Vegetable soup is a staple in this style of eating. Pixabay

According to the study, the Atlantic diet helps in weight loss in a sustainable manner and promotes heart health.

Because it’s plant-based and locally sourced, the Atlantic diet also helps protect the planet by contributing to the United Nations’ Sustainable Development Goals, the authors of the research noted.

“This is a nice demonstration that such a diet, with an emphasis on local sourcing to the extent practical, offers benefits to people and the planet alike. That’s a good take-away,” Dr David Katz, a specialist in preventive and lifestyle medicine, was quoted as saying by CNN. He was also not involved in the study.

The Atlantic diet helps in reduction of belly fat. Pixabay

Earlier research has also shown that higher adherence to the diet was linked to lower risk of death. It also lowered the risk of death from cardiovascular disease and cancer for the nearly 36,000 study participants who were between the ages of 18 and 96 years old, reports CNN.

Other studies have also shown eating mostly an Atlantic diet can lower insulin, insulin resistance, systolic blood pressure, total cholesterol, body mass index (BMI) and waist circumference, the report says.

How does the Atlantic diet compare to the Mediterranean diet?

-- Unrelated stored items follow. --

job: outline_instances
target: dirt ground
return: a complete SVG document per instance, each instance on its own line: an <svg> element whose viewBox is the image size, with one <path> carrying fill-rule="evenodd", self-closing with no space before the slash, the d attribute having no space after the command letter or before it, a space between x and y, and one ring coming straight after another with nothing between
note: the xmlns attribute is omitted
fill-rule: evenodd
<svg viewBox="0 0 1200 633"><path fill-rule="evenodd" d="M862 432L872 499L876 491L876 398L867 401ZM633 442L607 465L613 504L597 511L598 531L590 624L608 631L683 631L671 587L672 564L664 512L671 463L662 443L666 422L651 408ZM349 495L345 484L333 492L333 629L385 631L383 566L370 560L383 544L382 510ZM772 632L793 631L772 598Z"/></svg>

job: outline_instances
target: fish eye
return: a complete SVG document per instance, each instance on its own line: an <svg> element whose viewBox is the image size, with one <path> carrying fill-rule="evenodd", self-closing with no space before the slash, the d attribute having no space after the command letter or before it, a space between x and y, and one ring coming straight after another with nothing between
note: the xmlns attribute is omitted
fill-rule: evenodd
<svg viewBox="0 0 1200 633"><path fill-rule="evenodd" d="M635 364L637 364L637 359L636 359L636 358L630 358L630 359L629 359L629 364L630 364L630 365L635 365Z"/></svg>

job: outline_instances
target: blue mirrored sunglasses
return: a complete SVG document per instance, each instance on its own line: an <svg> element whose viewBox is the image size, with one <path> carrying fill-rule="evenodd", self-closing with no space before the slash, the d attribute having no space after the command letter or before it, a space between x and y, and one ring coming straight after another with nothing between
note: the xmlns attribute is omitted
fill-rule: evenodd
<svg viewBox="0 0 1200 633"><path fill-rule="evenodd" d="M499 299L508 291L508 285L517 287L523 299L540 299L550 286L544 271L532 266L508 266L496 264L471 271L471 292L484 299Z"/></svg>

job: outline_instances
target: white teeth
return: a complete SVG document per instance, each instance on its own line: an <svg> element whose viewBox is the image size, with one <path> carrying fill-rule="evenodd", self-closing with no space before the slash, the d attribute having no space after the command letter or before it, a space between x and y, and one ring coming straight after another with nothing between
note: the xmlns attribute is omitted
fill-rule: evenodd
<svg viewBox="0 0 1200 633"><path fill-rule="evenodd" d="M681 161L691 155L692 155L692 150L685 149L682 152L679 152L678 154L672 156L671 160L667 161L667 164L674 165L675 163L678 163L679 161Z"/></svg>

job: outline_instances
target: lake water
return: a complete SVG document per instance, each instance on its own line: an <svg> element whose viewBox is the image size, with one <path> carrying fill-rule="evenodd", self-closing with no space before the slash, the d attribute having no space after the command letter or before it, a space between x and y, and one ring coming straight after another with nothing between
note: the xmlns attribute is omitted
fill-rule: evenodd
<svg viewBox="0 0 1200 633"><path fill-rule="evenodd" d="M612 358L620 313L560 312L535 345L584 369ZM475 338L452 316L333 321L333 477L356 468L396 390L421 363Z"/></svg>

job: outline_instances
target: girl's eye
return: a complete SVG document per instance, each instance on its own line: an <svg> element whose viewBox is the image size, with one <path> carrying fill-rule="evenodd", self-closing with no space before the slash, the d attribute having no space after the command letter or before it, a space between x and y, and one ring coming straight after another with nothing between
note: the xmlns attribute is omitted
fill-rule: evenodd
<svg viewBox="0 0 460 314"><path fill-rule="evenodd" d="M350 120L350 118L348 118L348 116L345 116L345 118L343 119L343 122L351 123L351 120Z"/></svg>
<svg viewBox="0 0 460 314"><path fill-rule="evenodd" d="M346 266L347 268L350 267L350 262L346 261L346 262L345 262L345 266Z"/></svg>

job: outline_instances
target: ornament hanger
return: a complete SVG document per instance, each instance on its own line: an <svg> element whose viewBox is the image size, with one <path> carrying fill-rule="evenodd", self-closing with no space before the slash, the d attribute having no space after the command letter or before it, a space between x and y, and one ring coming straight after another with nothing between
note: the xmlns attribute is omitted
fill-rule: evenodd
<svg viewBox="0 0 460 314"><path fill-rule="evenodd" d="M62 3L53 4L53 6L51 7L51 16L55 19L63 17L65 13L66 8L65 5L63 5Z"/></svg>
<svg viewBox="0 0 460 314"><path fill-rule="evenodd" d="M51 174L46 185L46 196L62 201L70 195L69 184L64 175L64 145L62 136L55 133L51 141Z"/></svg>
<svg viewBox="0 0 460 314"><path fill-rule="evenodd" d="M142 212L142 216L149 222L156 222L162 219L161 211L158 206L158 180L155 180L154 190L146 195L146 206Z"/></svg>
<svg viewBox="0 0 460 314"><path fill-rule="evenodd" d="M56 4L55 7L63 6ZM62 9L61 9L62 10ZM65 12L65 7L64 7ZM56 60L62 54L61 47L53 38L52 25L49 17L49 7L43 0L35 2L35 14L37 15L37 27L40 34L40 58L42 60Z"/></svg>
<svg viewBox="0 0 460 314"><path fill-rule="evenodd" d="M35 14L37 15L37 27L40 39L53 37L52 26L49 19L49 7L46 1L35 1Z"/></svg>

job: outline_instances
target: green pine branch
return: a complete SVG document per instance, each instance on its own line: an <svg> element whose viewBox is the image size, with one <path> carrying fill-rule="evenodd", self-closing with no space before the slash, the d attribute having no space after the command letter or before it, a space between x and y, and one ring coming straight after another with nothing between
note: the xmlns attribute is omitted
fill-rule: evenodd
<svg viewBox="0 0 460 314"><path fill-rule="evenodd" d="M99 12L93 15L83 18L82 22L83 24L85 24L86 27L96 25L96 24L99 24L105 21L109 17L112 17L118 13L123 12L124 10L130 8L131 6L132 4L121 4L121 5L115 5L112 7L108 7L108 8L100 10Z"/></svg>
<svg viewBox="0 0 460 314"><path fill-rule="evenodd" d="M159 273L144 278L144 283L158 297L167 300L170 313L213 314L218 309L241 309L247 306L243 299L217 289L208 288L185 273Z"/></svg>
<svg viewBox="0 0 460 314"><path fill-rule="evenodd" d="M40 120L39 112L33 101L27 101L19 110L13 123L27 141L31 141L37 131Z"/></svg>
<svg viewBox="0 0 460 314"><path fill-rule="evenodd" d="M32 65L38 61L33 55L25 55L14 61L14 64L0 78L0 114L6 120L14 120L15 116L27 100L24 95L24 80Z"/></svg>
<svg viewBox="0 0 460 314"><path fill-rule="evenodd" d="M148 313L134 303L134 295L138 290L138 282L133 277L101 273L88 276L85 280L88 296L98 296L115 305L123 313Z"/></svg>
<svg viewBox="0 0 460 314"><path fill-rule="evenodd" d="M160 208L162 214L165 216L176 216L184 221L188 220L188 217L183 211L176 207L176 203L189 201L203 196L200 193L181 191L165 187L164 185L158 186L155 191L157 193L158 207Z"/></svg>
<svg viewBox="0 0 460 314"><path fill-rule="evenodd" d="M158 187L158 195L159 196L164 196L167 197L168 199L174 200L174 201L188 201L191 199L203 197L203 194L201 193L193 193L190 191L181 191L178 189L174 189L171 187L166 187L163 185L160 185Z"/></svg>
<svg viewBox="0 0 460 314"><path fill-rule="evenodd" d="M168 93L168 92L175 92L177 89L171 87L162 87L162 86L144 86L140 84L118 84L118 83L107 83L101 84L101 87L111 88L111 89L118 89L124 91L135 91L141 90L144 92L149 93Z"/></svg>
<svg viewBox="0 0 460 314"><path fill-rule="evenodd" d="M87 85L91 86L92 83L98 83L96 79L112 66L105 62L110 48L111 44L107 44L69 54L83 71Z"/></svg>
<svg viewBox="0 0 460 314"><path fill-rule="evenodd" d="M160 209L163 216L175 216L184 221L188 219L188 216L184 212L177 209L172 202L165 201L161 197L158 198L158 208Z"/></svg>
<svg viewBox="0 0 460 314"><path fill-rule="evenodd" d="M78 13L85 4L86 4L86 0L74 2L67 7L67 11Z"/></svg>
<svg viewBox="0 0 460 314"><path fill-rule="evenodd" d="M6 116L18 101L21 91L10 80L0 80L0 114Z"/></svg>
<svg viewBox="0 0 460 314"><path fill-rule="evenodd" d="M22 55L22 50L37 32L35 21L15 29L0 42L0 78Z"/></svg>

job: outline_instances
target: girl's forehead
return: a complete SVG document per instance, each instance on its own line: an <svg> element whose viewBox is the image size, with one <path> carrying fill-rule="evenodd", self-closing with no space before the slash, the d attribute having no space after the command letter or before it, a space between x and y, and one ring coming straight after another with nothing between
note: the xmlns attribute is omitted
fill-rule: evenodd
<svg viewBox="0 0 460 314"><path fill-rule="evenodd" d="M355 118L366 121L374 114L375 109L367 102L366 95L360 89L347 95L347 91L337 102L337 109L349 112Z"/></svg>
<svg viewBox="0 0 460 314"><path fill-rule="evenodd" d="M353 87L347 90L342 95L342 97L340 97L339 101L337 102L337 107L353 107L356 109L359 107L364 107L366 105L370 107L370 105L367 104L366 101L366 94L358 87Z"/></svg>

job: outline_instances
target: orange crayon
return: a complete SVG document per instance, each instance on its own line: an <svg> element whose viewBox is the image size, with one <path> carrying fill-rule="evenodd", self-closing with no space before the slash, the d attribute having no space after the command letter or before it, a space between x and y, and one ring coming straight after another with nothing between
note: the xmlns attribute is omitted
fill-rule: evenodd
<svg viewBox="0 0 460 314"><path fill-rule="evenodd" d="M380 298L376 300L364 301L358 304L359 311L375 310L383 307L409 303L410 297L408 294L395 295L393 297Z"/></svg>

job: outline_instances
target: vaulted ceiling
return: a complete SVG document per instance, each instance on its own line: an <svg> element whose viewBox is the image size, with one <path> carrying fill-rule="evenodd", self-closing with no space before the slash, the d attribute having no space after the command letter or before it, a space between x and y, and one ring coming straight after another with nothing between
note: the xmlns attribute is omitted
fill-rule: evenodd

In comparison to the Atlantic diet, the far more famous Mediterranean diet is more plant-forward. It mainly comprises fruits, vegetables, beans, seeds and whole grains and a smaller amount of carbs, meat and animal products. Red meats are avoided in this plan. There is a big emphasis on extra-virgin olive oil.

Pasta is a common inclusion in the Atlantic diet. Pixabay

According to Routhenstein, both diets offer “scientific evidence supporting their benefits for heart health, with the Atlantic diet providing omega-3 fatty acids from seafood and the Mediterranean diet offering antioxidants and healthy fats from olive oil and plant-based foods”. However, the Mediterranean diet has a more extensive research base especially linked to reduced cardiovascular risk, she concludes.